And so, the anti-gay rants emanating from the Catholic quarters begin again. In his wisdom the new Bishop of Glasgow Philip Tartaglia has decided to suggest that the premature death of gay Labour MP David Cairns could be related to his sexual orientation. As a good colleague of mine would say, Oh Dear!
Politically incorrect as they may be, I have to admit that while some in the press have gone into overdrive after coming across Bishop Tartaglia's comments, they have not surprised me a tiny bit.
Bishop Tartaglia represents, after all, an institution that until 20 years ago had failed to apologise for its active participation for centuries in the enslaving and exploitation of people across the world. During those centuries, the Catholic Church not only condoned but also participated in the trafficking of human beings, owned quite a few of them, exploited their work as they saw fit, and punished them when they failed to fulfill their tasks.

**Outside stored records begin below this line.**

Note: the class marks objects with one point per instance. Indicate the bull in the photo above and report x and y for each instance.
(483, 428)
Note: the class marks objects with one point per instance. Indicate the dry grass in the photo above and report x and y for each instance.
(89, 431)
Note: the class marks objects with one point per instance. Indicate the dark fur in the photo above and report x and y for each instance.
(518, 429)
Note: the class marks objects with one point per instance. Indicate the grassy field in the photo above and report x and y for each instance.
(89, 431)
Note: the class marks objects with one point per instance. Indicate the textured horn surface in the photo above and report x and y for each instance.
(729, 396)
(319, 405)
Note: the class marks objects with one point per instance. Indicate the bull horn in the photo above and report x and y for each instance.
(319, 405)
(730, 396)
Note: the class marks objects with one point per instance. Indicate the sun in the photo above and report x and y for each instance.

I say I am not surprised because while the Catholic Church was okay with the traffic of human beings and the exploitation of their work to produce profits, it was never okay with the possibility that people of the same sex could fall in love or have intimate relationships with one another. In simple words, these holy men believed that to their God slavery and human trafficking were acceptable, while homosexuality was a terrible sin.

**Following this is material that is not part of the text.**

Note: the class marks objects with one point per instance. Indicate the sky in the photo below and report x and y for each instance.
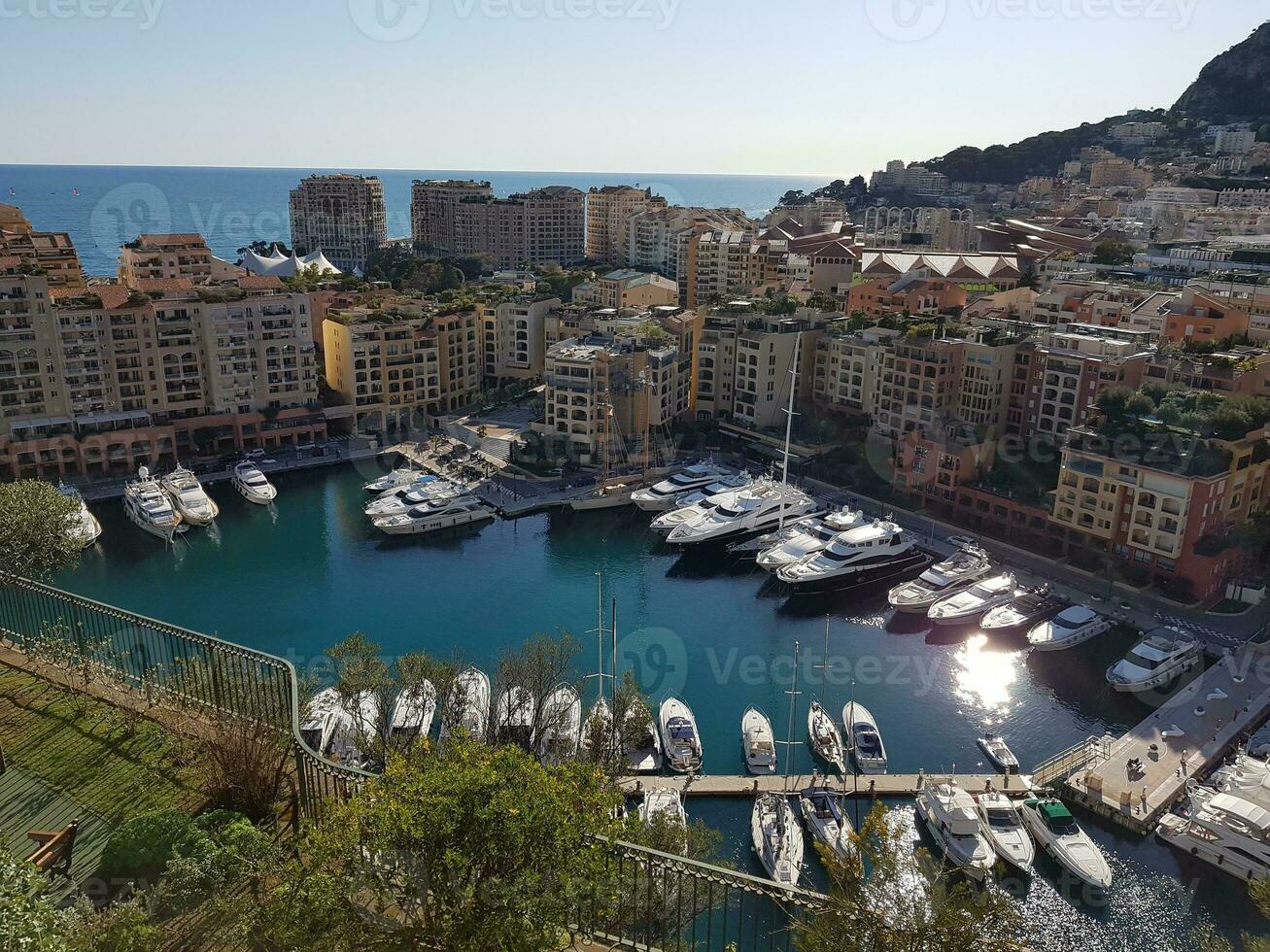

And of course, they had their excuses to get away with this set of questionable moral values. To start with, to them gay people were mentally and/or physically ill, or worse, they could also be possessed by demons and the like.
Even today you wouldn't struggle to find Catholic priests -and for what is worth protestant ministers too- who in their self-righteous and ignorant perspective of the world, continue to practice exorcisms on gay men and women with the clear intention of "healing" them by expelling these demons out of their bodies. No need to tell here that they can do so because their churches actively believe and preach that homosexuality is a disorder, contrary to natural law and sinful.
I do, however, have to admit that in the midst of this ethereal and deranged view of the world, they have progressed a little bit over the past 200 years. At least now, those deemed to be "ill" or "possessed" are not tortured by faith tribunals and condemned to die on the stake for showing such ungodly behaviours.
Although these improvements are obvious for all to see, we should not be tricked into thinking that this evolution was a willing one. If anything the leaders of Catholic Church resisted practically every humanistic development for the past 200 years, including some coming from within its own ranks. Since the Enlightenment came along in the eighteenth century they have been fighting a losing battle against the forces of progress, science and secularisation.
Bishop Tartaglia's remarks, as those recently made by Cardinal O'Brian comparing same-sex marriage with slavery, are a timely reminder of why it is necessary to continue to build a secularised world where bigot and sexist discriminatory positions as theirs are vanished for good.
Tartaglia, O'Brian, and their pawns should probably concentrate on their own religious matters, and stop trying to force their obsolete, distorted and ill-informed conceptions of the world upon society. More importantly, they should to start showing some respect and some down-to-earth Christian love (as that radiating from the teachings of Jesus Christ) for those whose sexual orientation fails to match their own expectations.